Companies have also begun incentivizing employees towards better health as a way of controlling spiraling costs. Financial incentives, other rewards, or lowered insurance premiums are offered to employees in some companies who: 

  • Complete personal health-risk surveys
  • Take action to improve their health, such as participating in diabetes management or fitness programs
  • Provide documentation of improved health biometrics (e.g., lower blood pressure or cholesterol levels)

 

Some companies use penalties rather than rewards to motivate workers. In Houston, city employees are required to complete a personal health assessment in order to avoid a $25 a month surcharge on medical contributions. Some employers are not hiring, or they are charging more to provide medical coverage to employees and family members who are smokers or users of tobacco.

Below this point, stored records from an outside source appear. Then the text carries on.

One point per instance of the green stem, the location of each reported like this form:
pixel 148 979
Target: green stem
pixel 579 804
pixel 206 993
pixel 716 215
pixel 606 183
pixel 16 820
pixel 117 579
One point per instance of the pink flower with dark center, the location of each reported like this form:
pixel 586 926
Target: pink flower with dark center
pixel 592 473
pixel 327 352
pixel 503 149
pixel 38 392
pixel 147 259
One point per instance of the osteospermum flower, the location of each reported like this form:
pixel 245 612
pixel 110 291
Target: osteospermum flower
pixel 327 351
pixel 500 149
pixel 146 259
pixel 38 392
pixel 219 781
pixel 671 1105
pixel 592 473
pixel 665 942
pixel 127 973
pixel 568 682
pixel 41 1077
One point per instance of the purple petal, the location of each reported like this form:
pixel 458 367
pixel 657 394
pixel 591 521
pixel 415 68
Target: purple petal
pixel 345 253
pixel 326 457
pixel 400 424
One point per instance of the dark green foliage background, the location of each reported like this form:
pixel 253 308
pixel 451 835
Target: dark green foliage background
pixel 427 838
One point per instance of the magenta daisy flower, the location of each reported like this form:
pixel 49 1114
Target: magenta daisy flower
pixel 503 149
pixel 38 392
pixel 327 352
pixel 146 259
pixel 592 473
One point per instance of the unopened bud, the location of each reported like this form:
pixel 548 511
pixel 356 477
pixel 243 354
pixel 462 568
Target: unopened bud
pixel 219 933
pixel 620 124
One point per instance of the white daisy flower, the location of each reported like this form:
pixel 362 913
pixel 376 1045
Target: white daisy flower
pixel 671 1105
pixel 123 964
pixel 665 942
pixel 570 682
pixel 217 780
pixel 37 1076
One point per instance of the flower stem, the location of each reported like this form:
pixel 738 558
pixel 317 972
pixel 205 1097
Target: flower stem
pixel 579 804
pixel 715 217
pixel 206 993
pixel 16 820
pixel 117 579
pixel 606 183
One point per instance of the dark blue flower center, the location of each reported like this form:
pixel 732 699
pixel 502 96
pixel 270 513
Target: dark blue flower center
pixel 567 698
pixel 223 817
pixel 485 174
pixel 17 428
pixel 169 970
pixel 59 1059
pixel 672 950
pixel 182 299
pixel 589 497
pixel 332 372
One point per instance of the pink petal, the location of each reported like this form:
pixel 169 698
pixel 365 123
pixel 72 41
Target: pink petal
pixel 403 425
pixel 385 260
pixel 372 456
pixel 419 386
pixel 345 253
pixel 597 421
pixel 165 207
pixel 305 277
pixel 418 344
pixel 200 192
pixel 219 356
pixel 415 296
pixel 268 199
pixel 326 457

Programs such as this have advantages and disadvantages. Pros may include healthier, more productive employees, and lower healthcare costs. Cons may include a lack of employee motivation for further improvement beyond the reward, taxes on incentives and rewards, and penalties that can damage employee morale. Some see the programs as potentially discriminatory with rewards or penalties or having to spend time participating in alternative programs based on an individual’s weight or other physical indicators that may not be within their own control.

Employees continue to want the three core benefits of medical coverage, retirement plan contributions and vacation/paid time off. Some businesses are using other creative solutions as they work to provide stronger benefit packages including:

  • Onsite fitness facilities, or memberships to offsite fitness clubs
  • Paid volunteer opportunities
  • Pet-friendly work environments
  • Financial counseling

 

Classroom Implications

Helping students understand costs related to benefits will begin to aid their understanding of some of the tough choices employers face as they design benefit packages. 

Benefits frequently take a backseat to pay when a job offer is considered. Ask students to consider what benefits will be most important to them as they enter the workforce. Challenge them to think about and list reasons why they should evaluate benefits just as carefully as pay. The following article can help students consider the many aspects of benefits and their overall worth as part of a compensation package: https://collegegrad.com/jobsearch/successful-job-offer-negotiation/evaluating-your-benefits-package.

Have students research various company benefit plans. Ask them to compare the advantages and disadvantages of each.